The phase diagrams of gTASEP in the $\alpha -\beta$ plane for (a) $p=0.6$ and (b) $p=0.9$ with various values of $\mu$. The dashed curves are the lines (32), where the stationary state trivializes. The triangle symbols $▴$ are the simulation results.

Figure 8

Manifestation of HD-MC transitions. Numerical results for different values of $\beta$ at fixed $p=0.6,\mu =0.9,\alpha =0.9>{\alpha }_t=0.3228$. (a) Density profiles $c\left(x\right),x\in (0,1]$ along the system; (b) dependence of the current $j$ and the bulk density $c_b$ on $\beta$ at fixed $\alpha ,p,\mu$.

Figure 9

Manifestation of HD-LD transitions.
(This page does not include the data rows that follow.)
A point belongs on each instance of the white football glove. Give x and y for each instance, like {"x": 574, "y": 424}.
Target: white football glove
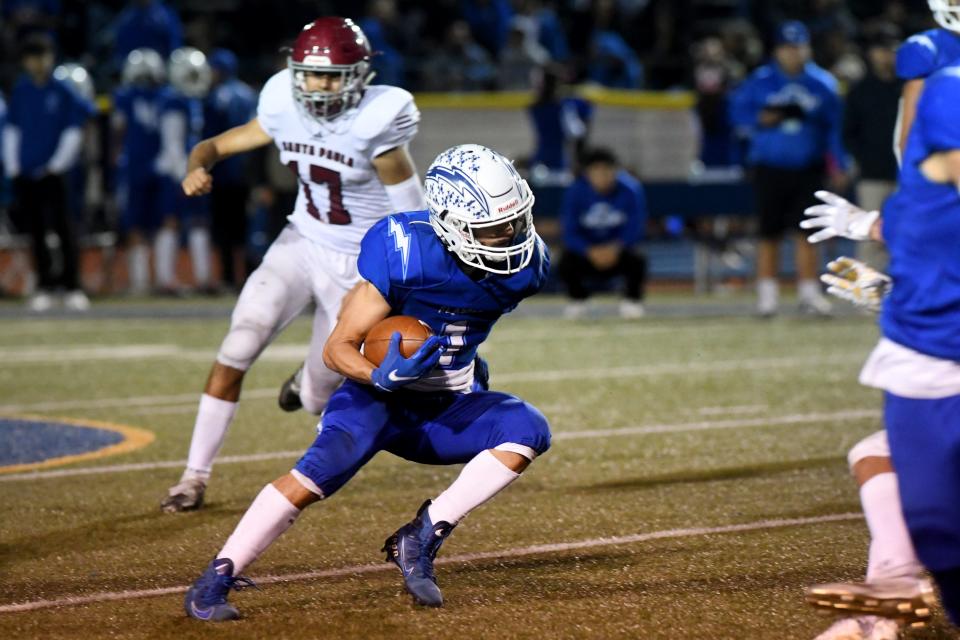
{"x": 837, "y": 217}
{"x": 859, "y": 284}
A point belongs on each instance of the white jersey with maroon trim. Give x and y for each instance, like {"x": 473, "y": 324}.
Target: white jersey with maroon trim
{"x": 340, "y": 194}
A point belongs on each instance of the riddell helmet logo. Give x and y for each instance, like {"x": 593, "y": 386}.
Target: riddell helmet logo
{"x": 318, "y": 60}
{"x": 509, "y": 206}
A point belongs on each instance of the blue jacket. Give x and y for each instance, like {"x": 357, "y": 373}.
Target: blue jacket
{"x": 230, "y": 104}
{"x": 811, "y": 130}
{"x": 925, "y": 53}
{"x": 589, "y": 218}
{"x": 921, "y": 227}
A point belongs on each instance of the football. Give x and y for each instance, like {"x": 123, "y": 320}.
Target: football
{"x": 377, "y": 342}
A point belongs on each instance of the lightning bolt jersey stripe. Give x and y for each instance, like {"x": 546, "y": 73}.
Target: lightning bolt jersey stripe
{"x": 340, "y": 195}
{"x": 404, "y": 258}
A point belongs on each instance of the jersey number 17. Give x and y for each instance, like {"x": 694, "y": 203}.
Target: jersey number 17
{"x": 321, "y": 175}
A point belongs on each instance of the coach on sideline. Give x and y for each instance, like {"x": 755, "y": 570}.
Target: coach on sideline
{"x": 790, "y": 113}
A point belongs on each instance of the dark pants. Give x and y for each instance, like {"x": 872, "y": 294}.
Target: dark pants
{"x": 229, "y": 207}
{"x": 575, "y": 268}
{"x": 41, "y": 207}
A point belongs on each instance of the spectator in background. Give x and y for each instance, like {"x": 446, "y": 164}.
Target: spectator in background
{"x": 42, "y": 141}
{"x": 149, "y": 24}
{"x": 868, "y": 124}
{"x": 181, "y": 128}
{"x": 521, "y": 55}
{"x": 231, "y": 103}
{"x": 613, "y": 63}
{"x": 713, "y": 75}
{"x": 378, "y": 24}
{"x": 489, "y": 22}
{"x": 790, "y": 112}
{"x": 139, "y": 186}
{"x": 460, "y": 65}
{"x": 603, "y": 216}
{"x": 548, "y": 31}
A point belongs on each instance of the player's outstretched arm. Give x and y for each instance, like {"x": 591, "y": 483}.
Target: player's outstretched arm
{"x": 838, "y": 217}
{"x": 909, "y": 97}
{"x": 209, "y": 152}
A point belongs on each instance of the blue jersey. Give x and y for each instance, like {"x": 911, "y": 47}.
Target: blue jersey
{"x": 42, "y": 114}
{"x": 590, "y": 218}
{"x": 921, "y": 227}
{"x": 230, "y": 104}
{"x": 555, "y": 124}
{"x": 405, "y": 260}
{"x": 925, "y": 53}
{"x": 140, "y": 107}
{"x": 805, "y": 136}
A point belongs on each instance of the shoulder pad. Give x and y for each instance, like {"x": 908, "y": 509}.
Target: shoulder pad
{"x": 276, "y": 93}
{"x": 917, "y": 56}
{"x": 378, "y": 111}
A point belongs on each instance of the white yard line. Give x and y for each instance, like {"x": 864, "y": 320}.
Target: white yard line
{"x": 705, "y": 425}
{"x": 553, "y": 375}
{"x": 517, "y": 552}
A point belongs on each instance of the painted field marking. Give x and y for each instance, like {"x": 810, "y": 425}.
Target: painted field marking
{"x": 133, "y": 438}
{"x": 705, "y": 425}
{"x": 517, "y": 552}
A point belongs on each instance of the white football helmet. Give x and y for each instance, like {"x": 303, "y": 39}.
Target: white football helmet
{"x": 470, "y": 187}
{"x": 946, "y": 13}
{"x": 190, "y": 73}
{"x": 143, "y": 66}
{"x": 76, "y": 76}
Numerical results for different values of $\alpha \in (0.01,0.07)$ at fixed $p=0.6,\mu =0.99,\beta =0.2<{\beta }_t=0.49296$. (a) Density profiles for different values of $\alpha$. The profile at the coexistence line is perfectly straight. The change of the density profiles shape is used to determine the coexistence line coordinates. (b) Change of the bulk density $c_b$ at fixed $\beta$ as $\alpha$ crosses its value ${\alpha }_c$ at the HD-LD coexistence line. The transition is a bit “smoothed” since the system is finite.

Figure 10

Comparison of the phase diagrams of gTASEP with Liggett-like BCs (solid lines) and those with BC (7) (dashed lines) at three different values of $p,\mu$. Black triangles $▴$ are the simulations results. We show the triple point and yet another point illustrating that the HD-LD phase coexistence line of gTASEP with BC (7) is straight. One can see that the triple point of gTASEP with BC (7) is to the left of that with Liggett-like BCs when $p>\mu$ and is to the right when $\mu >p$.